А он протянул мне руку с особым смирением и стал бормотать слова благодарности за то, что я избавил его от смерти и вернул к жизни. Я протянул ему кончики пальцев, небрежно и надменно, и тут же обтер их полою халата, словно прикоснулся к дохлому гаду, и отворотился от него, как от чего-то мерзкого, и вышел. Я чувствовал на себе взгляды сестер и сознавал странность своего поведения, ведь никакой причины подозревать его в чем-либо у меня не было.
Я приступил к работе, но голова и сердце мои были далеко. Поднялся я в комнату врачей и попросил коллегу заменить меня. Сказал ему, что вызван в суд давать показания по делу одного преступника и отложить это никак невозможно. Пришла сестра и спросила, не заказать ли мне такси. Я ответил: «Конечно, сестра, конечно». Пока она ходила в комнату с телефоном, я ушел из больницы, как если бы вовсе лишился рассудка.

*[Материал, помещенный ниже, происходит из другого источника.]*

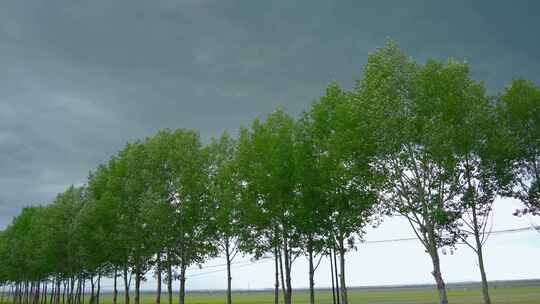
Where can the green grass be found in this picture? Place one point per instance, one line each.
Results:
(501, 295)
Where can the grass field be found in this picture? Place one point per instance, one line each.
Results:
(500, 295)
(520, 294)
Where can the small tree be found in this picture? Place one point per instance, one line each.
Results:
(397, 101)
(266, 167)
(225, 199)
(517, 147)
(349, 185)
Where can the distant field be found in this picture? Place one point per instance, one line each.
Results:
(515, 294)
(500, 295)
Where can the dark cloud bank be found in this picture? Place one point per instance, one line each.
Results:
(80, 78)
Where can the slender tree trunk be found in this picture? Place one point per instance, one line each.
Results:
(45, 291)
(169, 278)
(137, 287)
(38, 292)
(276, 284)
(115, 285)
(71, 289)
(64, 292)
(332, 276)
(336, 275)
(434, 254)
(26, 291)
(79, 287)
(229, 277)
(92, 290)
(52, 292)
(479, 253)
(311, 274)
(344, 296)
(57, 297)
(282, 275)
(288, 293)
(158, 274)
(126, 286)
(98, 293)
(182, 295)
(10, 292)
(83, 292)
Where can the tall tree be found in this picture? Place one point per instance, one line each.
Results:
(395, 100)
(184, 181)
(349, 185)
(461, 120)
(266, 167)
(225, 199)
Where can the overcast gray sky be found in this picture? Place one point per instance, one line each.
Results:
(80, 78)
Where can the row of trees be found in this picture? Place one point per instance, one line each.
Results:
(422, 141)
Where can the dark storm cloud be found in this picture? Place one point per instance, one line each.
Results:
(80, 78)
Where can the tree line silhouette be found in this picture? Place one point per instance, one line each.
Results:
(424, 141)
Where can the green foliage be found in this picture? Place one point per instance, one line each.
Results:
(515, 148)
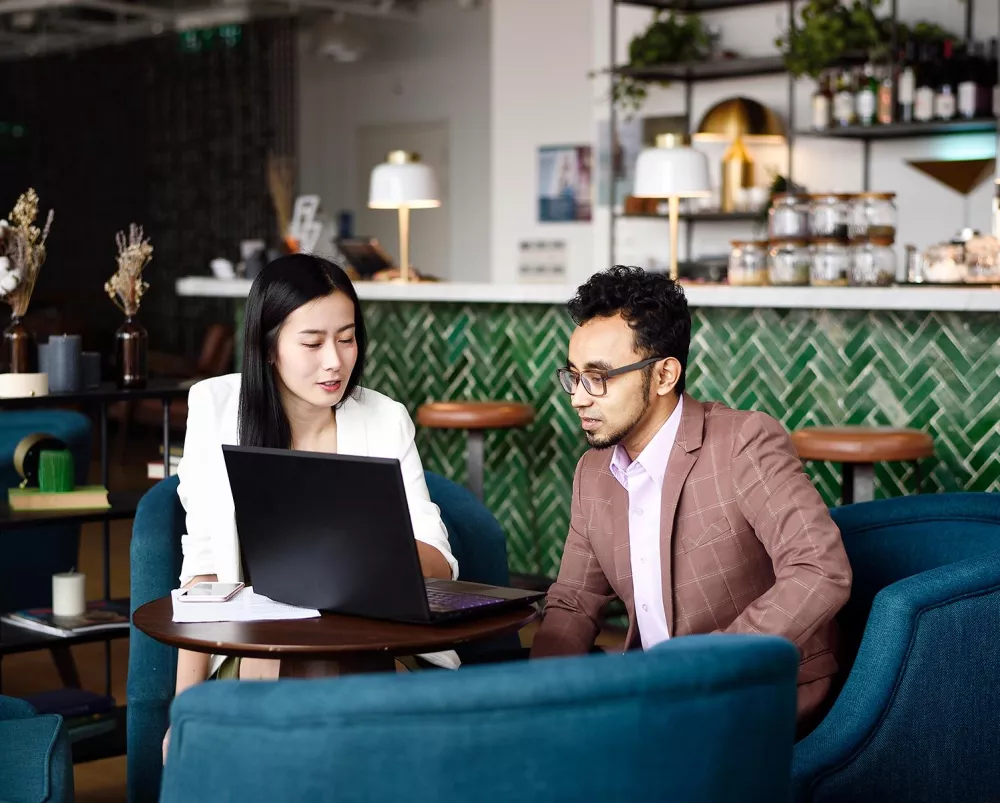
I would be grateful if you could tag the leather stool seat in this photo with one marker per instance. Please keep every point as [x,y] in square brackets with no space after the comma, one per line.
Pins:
[475,418]
[475,415]
[858,448]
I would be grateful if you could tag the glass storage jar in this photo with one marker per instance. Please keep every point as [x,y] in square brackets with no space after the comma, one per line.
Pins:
[788,217]
[831,262]
[790,262]
[748,263]
[873,263]
[874,215]
[830,215]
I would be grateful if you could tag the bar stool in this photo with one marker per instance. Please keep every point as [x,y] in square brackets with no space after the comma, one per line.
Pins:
[475,418]
[858,449]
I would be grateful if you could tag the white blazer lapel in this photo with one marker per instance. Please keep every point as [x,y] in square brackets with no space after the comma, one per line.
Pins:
[352,435]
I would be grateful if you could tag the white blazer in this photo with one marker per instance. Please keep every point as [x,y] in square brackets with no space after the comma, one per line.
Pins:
[368,424]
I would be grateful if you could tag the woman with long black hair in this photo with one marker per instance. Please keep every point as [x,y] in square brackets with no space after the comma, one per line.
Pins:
[300,388]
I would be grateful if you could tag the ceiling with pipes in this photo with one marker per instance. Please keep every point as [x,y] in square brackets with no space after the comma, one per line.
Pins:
[31,28]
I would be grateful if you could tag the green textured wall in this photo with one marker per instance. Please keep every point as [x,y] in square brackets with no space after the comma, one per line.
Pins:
[935,371]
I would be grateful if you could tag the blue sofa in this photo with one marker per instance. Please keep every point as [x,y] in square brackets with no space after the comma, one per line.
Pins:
[476,539]
[35,761]
[918,718]
[703,719]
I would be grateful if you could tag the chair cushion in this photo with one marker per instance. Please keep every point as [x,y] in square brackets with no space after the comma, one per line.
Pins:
[32,765]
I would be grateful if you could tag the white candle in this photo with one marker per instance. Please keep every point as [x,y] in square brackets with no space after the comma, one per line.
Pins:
[68,597]
[13,386]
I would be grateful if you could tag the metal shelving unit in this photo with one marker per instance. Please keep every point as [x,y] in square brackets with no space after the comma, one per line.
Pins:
[735,69]
[689,75]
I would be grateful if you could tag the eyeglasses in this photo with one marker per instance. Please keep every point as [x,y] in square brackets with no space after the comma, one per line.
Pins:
[595,380]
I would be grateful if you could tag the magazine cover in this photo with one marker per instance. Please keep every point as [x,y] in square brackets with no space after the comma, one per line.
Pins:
[100,615]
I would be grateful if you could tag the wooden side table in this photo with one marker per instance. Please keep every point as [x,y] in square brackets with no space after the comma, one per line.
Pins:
[309,647]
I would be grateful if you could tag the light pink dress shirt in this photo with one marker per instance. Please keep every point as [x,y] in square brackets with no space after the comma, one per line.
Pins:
[643,479]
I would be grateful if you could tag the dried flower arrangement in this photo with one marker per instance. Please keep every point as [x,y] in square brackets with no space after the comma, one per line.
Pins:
[126,286]
[22,252]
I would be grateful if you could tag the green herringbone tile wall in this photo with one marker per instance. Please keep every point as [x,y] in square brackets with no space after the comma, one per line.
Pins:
[934,371]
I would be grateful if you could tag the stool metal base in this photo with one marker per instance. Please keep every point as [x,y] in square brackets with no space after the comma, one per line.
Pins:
[857,483]
[474,456]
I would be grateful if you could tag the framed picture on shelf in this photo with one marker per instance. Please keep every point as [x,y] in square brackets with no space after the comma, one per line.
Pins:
[564,183]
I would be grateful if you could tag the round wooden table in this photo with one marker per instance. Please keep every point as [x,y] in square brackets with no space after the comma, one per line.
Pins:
[326,645]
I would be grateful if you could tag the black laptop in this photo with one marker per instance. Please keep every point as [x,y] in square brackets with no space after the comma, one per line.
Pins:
[333,532]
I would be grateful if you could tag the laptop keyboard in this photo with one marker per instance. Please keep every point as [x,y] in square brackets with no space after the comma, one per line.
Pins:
[453,601]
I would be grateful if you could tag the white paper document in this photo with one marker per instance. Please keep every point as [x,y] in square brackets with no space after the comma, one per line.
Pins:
[246,606]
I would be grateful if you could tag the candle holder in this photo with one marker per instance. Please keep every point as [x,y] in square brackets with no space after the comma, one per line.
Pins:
[126,288]
[132,354]
[19,351]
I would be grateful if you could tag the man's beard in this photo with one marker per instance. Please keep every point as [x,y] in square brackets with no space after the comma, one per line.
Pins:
[616,437]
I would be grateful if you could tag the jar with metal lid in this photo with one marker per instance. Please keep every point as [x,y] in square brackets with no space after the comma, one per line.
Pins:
[873,262]
[790,262]
[788,217]
[748,263]
[831,262]
[830,215]
[874,215]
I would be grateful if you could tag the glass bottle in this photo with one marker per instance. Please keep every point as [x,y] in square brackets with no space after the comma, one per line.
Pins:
[843,100]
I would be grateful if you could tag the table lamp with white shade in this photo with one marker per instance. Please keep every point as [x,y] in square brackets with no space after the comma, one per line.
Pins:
[672,170]
[403,182]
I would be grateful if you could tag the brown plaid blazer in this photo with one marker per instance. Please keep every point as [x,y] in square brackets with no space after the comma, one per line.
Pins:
[747,546]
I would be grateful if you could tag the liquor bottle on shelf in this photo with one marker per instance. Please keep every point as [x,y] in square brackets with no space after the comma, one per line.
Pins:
[886,105]
[822,102]
[843,100]
[907,86]
[990,76]
[945,104]
[923,98]
[866,96]
[969,74]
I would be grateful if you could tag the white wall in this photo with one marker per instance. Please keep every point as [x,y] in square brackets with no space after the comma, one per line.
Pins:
[542,52]
[540,96]
[435,69]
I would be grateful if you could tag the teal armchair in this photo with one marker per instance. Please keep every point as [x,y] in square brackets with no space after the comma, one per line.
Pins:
[918,717]
[703,719]
[476,539]
[35,761]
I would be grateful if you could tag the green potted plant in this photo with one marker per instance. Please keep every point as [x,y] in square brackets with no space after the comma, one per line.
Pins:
[831,32]
[671,38]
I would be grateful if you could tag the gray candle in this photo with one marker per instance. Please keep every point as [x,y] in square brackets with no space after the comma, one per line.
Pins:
[90,369]
[63,358]
[43,358]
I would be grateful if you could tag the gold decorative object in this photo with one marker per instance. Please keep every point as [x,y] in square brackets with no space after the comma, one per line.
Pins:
[738,121]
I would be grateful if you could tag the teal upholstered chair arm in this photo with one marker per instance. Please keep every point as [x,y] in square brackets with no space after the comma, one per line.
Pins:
[12,708]
[929,648]
[669,724]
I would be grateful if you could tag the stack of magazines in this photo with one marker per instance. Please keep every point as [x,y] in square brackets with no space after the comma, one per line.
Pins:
[100,615]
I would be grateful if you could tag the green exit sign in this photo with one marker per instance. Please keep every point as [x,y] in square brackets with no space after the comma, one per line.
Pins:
[199,40]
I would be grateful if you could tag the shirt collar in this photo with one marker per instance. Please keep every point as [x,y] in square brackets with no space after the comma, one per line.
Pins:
[654,457]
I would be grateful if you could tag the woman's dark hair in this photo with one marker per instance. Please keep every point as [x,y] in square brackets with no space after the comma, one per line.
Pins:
[653,305]
[281,288]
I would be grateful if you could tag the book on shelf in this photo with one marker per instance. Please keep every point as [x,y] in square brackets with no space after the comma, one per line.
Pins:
[85,497]
[100,615]
[154,468]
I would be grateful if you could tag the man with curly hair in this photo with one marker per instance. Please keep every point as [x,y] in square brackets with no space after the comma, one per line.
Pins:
[697,516]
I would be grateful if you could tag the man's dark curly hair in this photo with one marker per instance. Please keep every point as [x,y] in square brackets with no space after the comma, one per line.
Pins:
[653,305]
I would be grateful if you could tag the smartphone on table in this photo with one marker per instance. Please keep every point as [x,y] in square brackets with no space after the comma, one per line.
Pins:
[210,592]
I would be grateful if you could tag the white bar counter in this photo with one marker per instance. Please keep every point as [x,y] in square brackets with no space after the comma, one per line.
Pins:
[928,297]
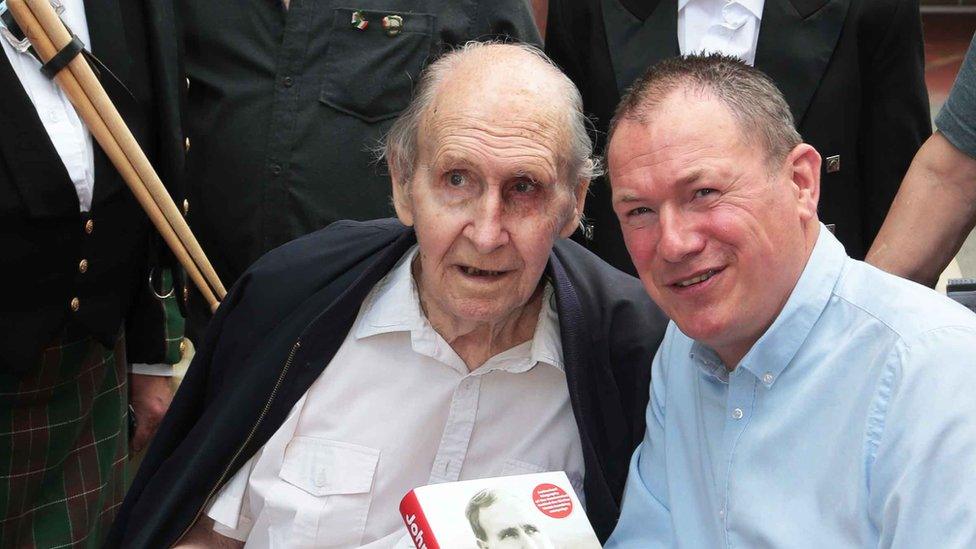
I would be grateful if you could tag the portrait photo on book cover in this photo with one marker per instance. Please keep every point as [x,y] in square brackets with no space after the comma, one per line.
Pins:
[503,518]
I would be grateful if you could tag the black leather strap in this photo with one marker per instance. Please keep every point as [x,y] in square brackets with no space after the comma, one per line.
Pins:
[63,57]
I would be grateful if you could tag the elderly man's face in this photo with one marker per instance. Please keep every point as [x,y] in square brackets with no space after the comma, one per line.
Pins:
[487,200]
[718,239]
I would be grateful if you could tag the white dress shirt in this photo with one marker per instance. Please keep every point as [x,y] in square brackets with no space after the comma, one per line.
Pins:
[67,132]
[719,26]
[396,409]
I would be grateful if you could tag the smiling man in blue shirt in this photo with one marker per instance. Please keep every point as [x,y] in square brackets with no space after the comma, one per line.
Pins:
[800,398]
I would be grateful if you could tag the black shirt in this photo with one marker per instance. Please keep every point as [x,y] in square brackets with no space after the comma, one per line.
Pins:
[284,106]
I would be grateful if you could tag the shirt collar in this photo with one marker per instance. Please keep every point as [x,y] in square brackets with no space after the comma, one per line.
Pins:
[772,353]
[394,306]
[755,7]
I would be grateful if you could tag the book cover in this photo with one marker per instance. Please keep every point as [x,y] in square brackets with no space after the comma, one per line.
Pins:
[538,511]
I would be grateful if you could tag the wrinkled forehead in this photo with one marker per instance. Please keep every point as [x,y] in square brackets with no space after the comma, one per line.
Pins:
[509,113]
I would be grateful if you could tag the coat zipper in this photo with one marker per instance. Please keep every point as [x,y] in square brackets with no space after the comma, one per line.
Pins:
[264,412]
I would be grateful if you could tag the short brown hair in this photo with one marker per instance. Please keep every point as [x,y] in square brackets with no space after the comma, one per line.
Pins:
[753,99]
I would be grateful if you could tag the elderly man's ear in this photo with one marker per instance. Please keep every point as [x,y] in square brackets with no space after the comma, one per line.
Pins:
[804,161]
[401,197]
[579,199]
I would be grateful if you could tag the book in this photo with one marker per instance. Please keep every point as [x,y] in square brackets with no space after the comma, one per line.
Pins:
[537,511]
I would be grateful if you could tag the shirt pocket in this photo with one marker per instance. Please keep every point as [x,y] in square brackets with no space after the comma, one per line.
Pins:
[334,480]
[368,72]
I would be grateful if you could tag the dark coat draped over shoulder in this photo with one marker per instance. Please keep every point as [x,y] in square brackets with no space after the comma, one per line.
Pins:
[285,319]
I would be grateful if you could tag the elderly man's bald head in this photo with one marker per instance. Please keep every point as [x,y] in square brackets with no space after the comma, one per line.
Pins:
[493,80]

По пути мне попалась распивочная, и я решил зайти выпить, чтобы утопить свое лихо в вине, как говорят удрученные люди. Рассудок мой слегка успокоился, и я сказал себе: беды приходят и уходят, и эта моя беда тоже уйдет. Однако мой рассудок успокоился ненадолго и лишь для того, чтобы возмутиться с новой силою. Я решил прогуляться. По прошествии часа и еще двух часов остановился и понял, что ходил кругами, да так никуда и не пришел.
10
Я вернулся домой и обо всем рассказал жене. Она выслушала и ничего не ответила. Сердце мое преисполнилось гневом, оттого что она сидит себе и молчит, словно нет в это ничего особенного. Тут я склонил голову на грудь, как делал он, и, подражая его голосу, произнес: «Благодарю вас, господин доктор, за то, что вы спасли меня от смерти и вернули к жизни», и еще сказал ей, своей жене: «Такой у него голос, и так он стоит», желая выставить его в невыгодном свете. Пусть она видит, как мелок тот, кого она мне предпочла и кому отдала свою любовь прежде, чем мы с нею познакомились. Поглядела на меня жена так, словно все это не стоит ее времени и внимания. Я же продолжал вглядываться в ее лицо — а вдруг увижу признаки радости, оттого что тот никчемный вылечился. Но не увидел в ней никакого признака радости, как не видел прежде ни тени огорчения при рассказе о его болезни.